In recent years there has been constant news of heat stroke and heat-related incidents that emerge at the onset of summer training for football season. These incidents have sparked a certain amount of recognition that heat stroke is a significant threat, but not nearly enough.
That’s where Drew Brees comes in. The New Orleans Saints All-Pro quarterback has teamed up with Eagle Pharmaceuticals in a program called The Heat Factor, which aims to increase awareness and provide helpful instructions about how to battle EHS, in both video and print form. More information can be found at theheatfactor.com.
“I was a young athlete in Austin, Texas, where it’s hot and humid, and being a professional athlete you have a chance to be around a lot of incidents when you’re in those type of conditions and you recognize potential EHS in other teammates,” Brees told USA TODAY Sports. “I’m very aware of it, but the research we’ve done shows that 70 percent of parents wouldn’t recognize it. I also have four kids, and as a parent, it’s something we all have to be very aware of.”
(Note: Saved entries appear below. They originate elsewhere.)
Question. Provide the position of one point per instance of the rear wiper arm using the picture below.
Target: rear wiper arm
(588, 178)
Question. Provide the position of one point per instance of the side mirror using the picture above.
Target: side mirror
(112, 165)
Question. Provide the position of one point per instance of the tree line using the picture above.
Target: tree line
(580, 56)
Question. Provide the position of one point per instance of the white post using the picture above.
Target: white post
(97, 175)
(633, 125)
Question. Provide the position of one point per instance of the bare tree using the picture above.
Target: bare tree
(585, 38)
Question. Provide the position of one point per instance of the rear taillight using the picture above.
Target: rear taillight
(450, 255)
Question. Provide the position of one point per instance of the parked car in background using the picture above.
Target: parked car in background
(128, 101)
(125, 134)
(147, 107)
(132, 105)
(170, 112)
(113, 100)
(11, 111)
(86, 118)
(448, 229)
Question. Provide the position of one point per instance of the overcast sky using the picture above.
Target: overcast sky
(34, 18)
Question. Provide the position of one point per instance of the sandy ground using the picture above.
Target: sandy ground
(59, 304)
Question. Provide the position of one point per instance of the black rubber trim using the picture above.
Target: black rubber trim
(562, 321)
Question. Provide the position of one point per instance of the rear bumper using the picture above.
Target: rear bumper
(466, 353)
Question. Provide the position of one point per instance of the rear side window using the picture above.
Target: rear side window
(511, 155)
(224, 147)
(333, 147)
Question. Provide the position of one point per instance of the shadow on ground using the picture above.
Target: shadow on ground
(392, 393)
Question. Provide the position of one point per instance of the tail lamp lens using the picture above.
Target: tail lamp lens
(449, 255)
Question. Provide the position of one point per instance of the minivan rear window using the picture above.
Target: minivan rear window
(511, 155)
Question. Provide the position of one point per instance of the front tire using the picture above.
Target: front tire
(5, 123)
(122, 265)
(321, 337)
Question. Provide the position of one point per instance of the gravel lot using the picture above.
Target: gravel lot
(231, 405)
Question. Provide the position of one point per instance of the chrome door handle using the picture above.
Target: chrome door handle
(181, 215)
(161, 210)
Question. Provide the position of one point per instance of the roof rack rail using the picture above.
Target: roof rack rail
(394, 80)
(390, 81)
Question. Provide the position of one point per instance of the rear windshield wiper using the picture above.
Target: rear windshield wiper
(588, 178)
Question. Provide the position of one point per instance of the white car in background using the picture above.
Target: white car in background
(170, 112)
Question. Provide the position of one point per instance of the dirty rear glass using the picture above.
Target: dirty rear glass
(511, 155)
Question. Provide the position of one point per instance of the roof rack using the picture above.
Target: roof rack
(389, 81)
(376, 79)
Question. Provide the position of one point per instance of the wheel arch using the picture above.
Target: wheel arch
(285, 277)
Part of the reason for a general lack of awareness of EHS is the similarities it shows to a traditional concussion diagnosis. Those who suffer from an EHS incident often appear disoriented, confused and stumble around, which is precisely the way many athletes present in the immediate aftermath of a concussion.
For Brees, protecting young athletes goes back to his own youth, where he spent most of his time playing sports on teams and with his younger brother, Reid Brees (who later became a baseball player at Baylor). A breakout star quarterback at Westlake, Brees suffered a torn ACL in his junior season that required extensive rehabilitation. The passer feared for his football future, but made a full recovery and led his team to a state title as a senior.
That incident helped inspire Brees when he suffered a significant shoulder injury early in his career in San Diego, and now has helped motivate him to ensure others don’t face similar difficulty following an EHS incident.
“Any time you feel like something is being taken away from you you face that adversity,” Brees said. “I thought my football career was going to be affected with my ACL tear, and then years later I thought my career was over in the NFL with my shoulder injury. I had to work through both of those, and it builds character.
“I hope my kids can love sports as much as I did. Sports are great for kids, and there’s a lot of life lessons to be learned from team sports. It gives kids confidence and self esteem, and it teaches about team work and work ethic. And sports are things you can do together, for a long time as a family together. I hope that’s the case, but I’ll never push them to play certain sports. But I will teach them that there’s a level of commitment required when you choose to play a certain sport.”
As a professional athlete, Brees has a commitment to both his football career and charitable work that he leads via his eponymous Brees Dream Foundation, which focuses on improving the life of children, whether they suffer from juvenile cancer or need rebuilt facilities and mentorship (they have a forthcoming Brees Top Golf Challenge in Las Vegas, which the Saints star hopes will fund a number of initiatives in the year ahead).
And, critically, he has made a commitment to raising the awareness of the threat of EHS nationwide, so that more parents, athletic trainers and officials and even medical professionals will be prepared to diagnose and treat EHS when it arises.
“I think the goal is to get to where EHS is recognized universally,” Brees said. “Me and my brother were sports junkies, and that’s all we wanted to do. Be outdoors, pitch and catch with each other.
“Temperatures will be hot as kids get out of school and begin outdoor activities. The more educated that we can be as parents, teachers, coaches and as the athletes themselves, the better chance we have of avoiding an EHS type of emergency.”